I use an ikelite 200 on ultralite arms. I love the strobe, but I couldn't imagine having a second. All too often I have too much swimming to do to keep up with the DM or group. Solo dives are a different story, but you need to consider the type of diving you do and how much current or surge you are typically in.

I had ikelite arms, I now have ULC. The ULC are wonderful, but I find that I keep them pretty loose so that I can always move my strobe. I don't spend a lot of time getting the clamps tightened just so. When it comes time to swim or hit the current, I hold onto the strobe with one hand to keep it from moving. I couldn't do this with two strobes on ULC arms, without spending more time getting the clamps just right, tight enough to hold, loose enough to move (silently). The strobe has enough cross section that when the arms are as loose as I like, the current can nudge it. It has enough mass (which still counts underwater) that it will stay in place if I move the camera really quickly. Perhaps I like my arms looser than most.
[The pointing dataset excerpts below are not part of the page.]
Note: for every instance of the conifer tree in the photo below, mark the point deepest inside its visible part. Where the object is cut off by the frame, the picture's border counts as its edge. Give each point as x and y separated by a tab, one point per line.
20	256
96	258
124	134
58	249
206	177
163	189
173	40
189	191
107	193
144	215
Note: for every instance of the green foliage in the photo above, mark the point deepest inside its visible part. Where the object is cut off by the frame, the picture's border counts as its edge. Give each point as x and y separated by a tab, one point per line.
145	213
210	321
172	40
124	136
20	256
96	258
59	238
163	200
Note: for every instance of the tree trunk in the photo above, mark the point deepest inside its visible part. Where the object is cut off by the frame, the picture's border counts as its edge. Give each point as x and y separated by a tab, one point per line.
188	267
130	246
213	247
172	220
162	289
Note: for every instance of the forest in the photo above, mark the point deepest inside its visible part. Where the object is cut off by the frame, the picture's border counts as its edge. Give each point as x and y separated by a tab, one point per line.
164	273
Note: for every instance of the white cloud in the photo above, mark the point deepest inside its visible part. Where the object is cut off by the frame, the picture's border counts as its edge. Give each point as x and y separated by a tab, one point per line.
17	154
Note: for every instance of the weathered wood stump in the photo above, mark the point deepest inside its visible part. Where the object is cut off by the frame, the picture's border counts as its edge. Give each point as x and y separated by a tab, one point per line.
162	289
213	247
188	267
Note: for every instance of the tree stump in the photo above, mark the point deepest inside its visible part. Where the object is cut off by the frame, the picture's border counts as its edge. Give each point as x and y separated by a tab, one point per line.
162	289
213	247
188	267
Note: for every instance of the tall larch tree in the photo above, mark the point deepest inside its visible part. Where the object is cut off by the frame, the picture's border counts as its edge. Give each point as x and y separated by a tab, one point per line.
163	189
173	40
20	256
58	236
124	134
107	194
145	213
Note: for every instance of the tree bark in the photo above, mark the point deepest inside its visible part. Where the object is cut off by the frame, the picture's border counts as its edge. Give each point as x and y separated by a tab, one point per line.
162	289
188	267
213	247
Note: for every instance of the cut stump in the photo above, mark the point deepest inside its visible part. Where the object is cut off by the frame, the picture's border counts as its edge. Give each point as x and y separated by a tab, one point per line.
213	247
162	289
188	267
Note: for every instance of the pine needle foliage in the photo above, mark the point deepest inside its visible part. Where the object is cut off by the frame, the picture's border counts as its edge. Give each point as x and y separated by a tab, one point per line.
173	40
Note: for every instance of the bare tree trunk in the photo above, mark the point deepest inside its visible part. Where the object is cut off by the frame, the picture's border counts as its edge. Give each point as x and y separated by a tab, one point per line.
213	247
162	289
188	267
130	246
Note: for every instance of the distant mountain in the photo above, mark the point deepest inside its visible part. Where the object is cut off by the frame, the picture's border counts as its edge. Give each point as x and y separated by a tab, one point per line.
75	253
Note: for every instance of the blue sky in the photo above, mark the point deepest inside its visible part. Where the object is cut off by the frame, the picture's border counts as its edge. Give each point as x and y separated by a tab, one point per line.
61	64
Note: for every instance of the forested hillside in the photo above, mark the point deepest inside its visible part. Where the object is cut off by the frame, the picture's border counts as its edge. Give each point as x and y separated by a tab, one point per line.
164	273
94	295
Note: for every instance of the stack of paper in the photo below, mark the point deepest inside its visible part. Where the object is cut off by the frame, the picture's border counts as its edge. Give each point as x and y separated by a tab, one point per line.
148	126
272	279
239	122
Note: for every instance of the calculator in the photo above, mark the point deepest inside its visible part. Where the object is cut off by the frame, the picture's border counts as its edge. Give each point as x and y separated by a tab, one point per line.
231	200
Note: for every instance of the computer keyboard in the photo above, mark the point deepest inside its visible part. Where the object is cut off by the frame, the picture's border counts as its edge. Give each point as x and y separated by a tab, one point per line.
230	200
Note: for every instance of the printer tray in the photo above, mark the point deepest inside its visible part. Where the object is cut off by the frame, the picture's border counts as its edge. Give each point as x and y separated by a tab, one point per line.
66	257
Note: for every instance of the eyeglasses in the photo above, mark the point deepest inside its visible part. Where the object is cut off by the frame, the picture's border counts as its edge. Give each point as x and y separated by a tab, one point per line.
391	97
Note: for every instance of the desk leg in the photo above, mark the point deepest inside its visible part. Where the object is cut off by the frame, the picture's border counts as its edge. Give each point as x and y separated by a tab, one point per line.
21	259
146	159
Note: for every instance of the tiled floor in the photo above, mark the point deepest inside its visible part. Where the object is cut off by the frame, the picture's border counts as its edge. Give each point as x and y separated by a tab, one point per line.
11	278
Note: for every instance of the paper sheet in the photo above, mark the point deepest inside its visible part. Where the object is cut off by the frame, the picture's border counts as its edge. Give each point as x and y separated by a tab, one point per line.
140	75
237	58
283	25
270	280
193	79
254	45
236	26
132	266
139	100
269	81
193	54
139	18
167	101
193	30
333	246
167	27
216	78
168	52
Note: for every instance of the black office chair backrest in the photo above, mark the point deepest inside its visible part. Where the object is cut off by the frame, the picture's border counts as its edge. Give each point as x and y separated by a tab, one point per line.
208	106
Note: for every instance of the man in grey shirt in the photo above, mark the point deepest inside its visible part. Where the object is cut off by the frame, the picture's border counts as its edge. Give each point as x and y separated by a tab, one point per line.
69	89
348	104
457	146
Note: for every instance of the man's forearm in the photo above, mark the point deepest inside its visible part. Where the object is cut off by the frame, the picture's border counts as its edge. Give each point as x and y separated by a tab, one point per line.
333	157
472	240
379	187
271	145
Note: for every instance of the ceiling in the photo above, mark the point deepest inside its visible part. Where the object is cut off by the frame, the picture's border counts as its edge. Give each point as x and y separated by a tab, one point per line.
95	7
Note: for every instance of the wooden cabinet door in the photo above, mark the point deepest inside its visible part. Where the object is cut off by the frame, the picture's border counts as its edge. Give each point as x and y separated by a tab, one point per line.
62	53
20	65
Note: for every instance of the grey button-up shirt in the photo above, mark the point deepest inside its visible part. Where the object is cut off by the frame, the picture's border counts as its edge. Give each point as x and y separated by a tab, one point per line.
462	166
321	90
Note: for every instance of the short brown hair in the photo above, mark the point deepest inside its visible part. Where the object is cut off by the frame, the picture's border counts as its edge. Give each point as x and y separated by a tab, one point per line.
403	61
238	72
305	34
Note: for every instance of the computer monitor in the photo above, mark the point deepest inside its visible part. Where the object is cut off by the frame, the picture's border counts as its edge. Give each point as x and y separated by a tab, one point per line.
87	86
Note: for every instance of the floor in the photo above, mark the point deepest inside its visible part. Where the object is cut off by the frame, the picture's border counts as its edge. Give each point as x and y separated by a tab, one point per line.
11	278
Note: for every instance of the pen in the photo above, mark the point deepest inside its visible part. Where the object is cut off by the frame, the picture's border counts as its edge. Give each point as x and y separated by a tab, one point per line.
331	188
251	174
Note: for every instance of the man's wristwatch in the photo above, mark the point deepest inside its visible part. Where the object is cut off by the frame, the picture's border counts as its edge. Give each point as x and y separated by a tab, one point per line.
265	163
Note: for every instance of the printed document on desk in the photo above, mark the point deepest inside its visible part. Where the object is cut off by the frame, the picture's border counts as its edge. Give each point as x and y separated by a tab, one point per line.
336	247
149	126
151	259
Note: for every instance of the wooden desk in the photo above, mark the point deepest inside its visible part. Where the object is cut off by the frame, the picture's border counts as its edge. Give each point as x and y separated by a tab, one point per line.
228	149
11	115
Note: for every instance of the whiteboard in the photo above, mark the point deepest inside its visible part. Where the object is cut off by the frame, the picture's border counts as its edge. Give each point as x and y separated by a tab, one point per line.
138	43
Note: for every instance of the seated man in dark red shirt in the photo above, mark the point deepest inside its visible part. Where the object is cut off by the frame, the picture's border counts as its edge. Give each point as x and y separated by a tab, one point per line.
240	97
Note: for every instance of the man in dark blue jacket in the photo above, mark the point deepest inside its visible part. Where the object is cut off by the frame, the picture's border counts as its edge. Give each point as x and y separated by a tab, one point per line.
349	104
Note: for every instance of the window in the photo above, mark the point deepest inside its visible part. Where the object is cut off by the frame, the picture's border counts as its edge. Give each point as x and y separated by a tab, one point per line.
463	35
I love the wide angle on the 200, I just don't worry about coverage. I don't really need the wattage, I am rarely shooting it at full power. In fact, for macro, I typically have to pull it back so that it's as far as possible from the subject, even with my camera (oly 3040) stopped down and the strobe on 1/4 power. I just got the diffuser, haven't used it yet.

I like the battery and charger a lot, it's really robust. I've had mornings where I have shot 200 or 300 pictures, and the strobe still has juice. The charger is fast and handles foreign power well. I've had little power brick wall wart chargers die. However, the charger and batteries are a lot to pack.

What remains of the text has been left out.